High growth, rising prices and sustaining BOP surplus
By Sunil Karunanayake
The latest monetary policy release of the Central
Bank gives a picture of mixed results i.e. - high growth momentum,
rising consumer prices and surplus in Balance of payment and increase
in reserves. All major sectors agriculture, industries, construction
and fisheries are said to be expanding and contributing to the overall
growth of the economy. According to mid-year statistics cumulative
exports have grown by 8.8%, imports grew at 20% thus widening the
trade deficit, which is softened to some extent by private remittances
(growing at 24%). Balance of Payments recorded a surplus of $164
million resulting in gross official reserves moving to $2542 by
August 11. Beneath this mixed fortunes the Central Bank cautions
and expresses concern over the rise in international oil prices
which affects every aspect of the economic activity and the other
issue is the continuing rise in the consumer prices as we’ve
witnessed in domestic fuel prices in the last few months while the
bread prices were revised upward without much noise.

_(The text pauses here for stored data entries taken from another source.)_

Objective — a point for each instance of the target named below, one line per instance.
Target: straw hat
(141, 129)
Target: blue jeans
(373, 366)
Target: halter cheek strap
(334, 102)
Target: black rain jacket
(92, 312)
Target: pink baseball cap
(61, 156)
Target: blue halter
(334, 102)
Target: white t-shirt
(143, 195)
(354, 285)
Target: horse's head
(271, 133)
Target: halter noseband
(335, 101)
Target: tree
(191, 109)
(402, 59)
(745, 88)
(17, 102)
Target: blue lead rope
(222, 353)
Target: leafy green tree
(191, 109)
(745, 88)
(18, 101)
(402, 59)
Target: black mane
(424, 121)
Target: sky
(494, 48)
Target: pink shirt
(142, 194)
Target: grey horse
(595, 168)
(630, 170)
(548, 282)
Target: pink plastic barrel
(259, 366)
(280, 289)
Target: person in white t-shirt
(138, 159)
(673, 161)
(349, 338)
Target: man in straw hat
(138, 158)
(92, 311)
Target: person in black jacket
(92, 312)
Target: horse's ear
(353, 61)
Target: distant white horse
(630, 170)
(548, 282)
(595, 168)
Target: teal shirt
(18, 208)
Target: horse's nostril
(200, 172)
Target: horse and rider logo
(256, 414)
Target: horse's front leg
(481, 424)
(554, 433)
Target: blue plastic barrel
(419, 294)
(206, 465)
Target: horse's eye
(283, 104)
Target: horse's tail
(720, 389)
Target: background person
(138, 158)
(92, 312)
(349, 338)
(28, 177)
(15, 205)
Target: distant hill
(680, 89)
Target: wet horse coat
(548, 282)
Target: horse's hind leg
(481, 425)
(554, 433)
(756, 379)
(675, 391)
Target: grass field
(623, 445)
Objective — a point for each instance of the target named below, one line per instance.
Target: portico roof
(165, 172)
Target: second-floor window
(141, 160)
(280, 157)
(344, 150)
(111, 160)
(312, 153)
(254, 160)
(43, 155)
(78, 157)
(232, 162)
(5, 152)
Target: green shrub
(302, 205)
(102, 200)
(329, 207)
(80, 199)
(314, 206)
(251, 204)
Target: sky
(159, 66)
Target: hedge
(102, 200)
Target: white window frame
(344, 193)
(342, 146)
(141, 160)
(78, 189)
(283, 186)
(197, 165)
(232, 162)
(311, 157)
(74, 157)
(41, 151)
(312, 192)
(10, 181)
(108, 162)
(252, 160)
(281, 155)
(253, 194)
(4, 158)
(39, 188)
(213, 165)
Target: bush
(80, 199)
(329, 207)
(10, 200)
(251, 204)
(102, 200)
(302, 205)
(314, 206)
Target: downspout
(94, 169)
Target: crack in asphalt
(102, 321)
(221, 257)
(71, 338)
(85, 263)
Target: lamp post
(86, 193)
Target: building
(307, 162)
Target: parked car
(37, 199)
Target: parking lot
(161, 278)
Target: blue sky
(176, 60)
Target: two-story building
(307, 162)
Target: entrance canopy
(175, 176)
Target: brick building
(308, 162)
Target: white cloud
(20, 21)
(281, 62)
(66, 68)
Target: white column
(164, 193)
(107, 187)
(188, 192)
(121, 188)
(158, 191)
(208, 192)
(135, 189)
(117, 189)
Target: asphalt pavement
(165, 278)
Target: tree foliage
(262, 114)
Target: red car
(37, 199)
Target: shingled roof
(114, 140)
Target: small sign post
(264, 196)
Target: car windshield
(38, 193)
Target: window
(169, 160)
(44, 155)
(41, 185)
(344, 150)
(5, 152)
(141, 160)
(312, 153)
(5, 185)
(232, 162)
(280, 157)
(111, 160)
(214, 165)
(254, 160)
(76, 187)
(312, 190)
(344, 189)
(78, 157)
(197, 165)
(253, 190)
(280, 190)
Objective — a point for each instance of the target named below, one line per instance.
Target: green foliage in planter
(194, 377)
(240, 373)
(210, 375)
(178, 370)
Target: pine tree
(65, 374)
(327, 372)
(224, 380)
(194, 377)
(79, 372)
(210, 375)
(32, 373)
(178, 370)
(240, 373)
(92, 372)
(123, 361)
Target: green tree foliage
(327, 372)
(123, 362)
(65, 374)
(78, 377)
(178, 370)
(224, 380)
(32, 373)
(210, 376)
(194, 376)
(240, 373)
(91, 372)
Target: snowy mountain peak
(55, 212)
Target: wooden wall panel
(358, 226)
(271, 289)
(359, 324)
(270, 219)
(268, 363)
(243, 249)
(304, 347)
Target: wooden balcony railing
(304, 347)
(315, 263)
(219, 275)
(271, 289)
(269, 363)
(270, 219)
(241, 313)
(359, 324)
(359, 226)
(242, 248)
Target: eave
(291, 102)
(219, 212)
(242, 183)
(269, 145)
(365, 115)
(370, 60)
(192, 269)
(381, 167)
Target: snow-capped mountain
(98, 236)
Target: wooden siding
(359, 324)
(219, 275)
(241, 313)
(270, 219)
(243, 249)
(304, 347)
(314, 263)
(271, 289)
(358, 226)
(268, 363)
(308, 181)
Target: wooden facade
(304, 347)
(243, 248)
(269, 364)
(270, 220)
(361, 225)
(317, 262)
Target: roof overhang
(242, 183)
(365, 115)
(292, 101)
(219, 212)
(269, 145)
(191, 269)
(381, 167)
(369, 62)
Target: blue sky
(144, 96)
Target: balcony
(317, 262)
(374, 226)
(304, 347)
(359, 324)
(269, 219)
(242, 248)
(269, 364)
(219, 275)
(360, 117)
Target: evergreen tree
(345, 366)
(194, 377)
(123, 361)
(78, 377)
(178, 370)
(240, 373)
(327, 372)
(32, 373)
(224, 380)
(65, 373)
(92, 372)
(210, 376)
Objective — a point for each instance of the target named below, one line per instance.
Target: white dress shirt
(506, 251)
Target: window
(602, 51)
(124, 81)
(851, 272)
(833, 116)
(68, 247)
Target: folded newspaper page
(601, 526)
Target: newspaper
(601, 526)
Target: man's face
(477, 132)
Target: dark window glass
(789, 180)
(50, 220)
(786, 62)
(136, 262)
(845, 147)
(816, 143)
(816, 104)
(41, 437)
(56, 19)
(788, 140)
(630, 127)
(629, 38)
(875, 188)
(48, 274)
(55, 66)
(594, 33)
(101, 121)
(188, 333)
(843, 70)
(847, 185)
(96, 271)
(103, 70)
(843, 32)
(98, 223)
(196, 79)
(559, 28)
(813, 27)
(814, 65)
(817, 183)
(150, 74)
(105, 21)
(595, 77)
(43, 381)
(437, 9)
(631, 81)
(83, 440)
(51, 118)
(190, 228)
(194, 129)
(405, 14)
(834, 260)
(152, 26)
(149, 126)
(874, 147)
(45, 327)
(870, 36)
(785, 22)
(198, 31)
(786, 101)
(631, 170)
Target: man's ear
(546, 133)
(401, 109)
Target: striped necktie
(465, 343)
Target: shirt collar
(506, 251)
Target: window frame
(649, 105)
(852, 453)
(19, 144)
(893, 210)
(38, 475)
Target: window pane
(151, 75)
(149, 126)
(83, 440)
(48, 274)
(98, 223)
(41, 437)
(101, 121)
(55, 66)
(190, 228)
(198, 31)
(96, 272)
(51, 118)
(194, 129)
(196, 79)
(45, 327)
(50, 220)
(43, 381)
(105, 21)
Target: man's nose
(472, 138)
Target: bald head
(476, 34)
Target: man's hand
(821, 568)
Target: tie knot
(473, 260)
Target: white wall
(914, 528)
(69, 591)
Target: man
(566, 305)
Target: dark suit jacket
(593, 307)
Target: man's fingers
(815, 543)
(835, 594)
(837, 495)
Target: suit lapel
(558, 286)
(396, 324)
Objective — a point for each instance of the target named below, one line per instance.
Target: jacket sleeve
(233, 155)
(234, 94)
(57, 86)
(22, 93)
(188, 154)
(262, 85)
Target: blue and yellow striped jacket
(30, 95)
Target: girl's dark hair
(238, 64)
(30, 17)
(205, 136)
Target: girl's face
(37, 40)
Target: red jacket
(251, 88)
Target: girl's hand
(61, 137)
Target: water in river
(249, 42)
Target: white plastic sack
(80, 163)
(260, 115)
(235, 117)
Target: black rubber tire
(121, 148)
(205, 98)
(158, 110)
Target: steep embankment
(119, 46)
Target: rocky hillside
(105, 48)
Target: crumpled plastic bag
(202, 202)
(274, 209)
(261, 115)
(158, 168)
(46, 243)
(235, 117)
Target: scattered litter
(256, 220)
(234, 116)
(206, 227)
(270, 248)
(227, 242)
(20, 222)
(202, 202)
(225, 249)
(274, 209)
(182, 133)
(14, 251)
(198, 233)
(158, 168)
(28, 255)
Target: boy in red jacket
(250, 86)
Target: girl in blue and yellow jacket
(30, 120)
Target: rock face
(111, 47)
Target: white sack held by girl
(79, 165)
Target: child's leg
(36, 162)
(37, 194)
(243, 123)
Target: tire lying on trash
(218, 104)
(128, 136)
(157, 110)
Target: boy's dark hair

During a recent media briefing Treasury officials
stated that though paddy output grew to record heights full benefit
to the consumer was not realized due to the non-availability of
adequate storage facilities and the inability of the millers to
cope with the demand.
It was also said that closure of the CWE and collapse
of the co-operatives which acted, as retail price neutralizers were
main causes for rising price levels. There’s little doubt
that CWE, which catered to meet the demands of the ordinary man,
went on a destructive path in trying to match the supermarkets which
cater to high spenders and had to put up shutters. The co-operative
movement, which once flourished in the country was a model commercial
organization with its ownership being held with the simple folk,
and was the ‘supermarket’ in the village operating within
a low overhead budget and catering to many needs. Even in the city
of Colombo there were many well-managed co-operative societies which
even paid dividends to shareholders. It must be said that the present
parlous state of both these are the result of the policy of “Rewarding
Party Loyalists at Voters Expense” practiced by successive
governments since the sixties.
Another worry that’s uppermost in the minds
of the economists and Treasury experts should be the rising oil
prices exerting heavy pressure on the Balance of Payments.. Whilst
the rains in catchment areas may give temporary relief in lowering
the costs of power generation no short-term solution exists to this
major crisis once again reflecting the political mismanagement of
the successive governments.
Given the level playing fields offered to LIOC
and the Ceylon Petroleum Corporation (CPC) in pricing their products
there is a great danger that the government-owned corporation may
not be able to withstand LIOC’s potential marketing strategies.
CPC and the government have already lost the edge in highly profitable
bunkering and lubricant markets now dominated by the private sector.
As stated in the monetary policy review, lending
to loss making public corporations (CPC and CEB accounting for major
share) are adding to the growth in monetary and credit aggregates
thus putting more pressure in consumer prices. Undoubtedly CPC needs
a complete facelift to meet the emerging challenges by bringing
in fresh talent to their think-tanks as “doing nothing”
is not an option for this state owned giant who cannot afford to
lose the government’s hold on the vital energy sector.
The underlying message for the government and
the politicians is that strong institutions are an essential ingredient
in building up strong economies.
Amidst the gloomy forecasts of rising oil prices
and the continuing instability in the Middle East, Sri Lanka has
once again become a conflict zone with escalated violence in the
north and east. Senior public officials speaking to The Sunday FT
said that, to a small island economy highly dependent on donor funding
with a small export base and private remittances to finance its
imports, surviving through this level of conflict is difficult.
Loss of human lives, displacement of people, damage to property,
resettlement of displaced, refugee maintenance, disruption to schools,
higher insurance risk premiums, cancellation of international events
and bad publicity are the ill effects of war. Damage caused by more
than two decades of war and the recent tsunami have caused enough
misery to Sri Lankans of all nationalities and its time conflict
resolution to be given priority by all concerned. Mozambique and
Uganda are good examples of two sub-Saharan countries that have
progressed to sustained growth from conflict as against models of
Congo, Liberia and Sierra Leone yet affected in conflict.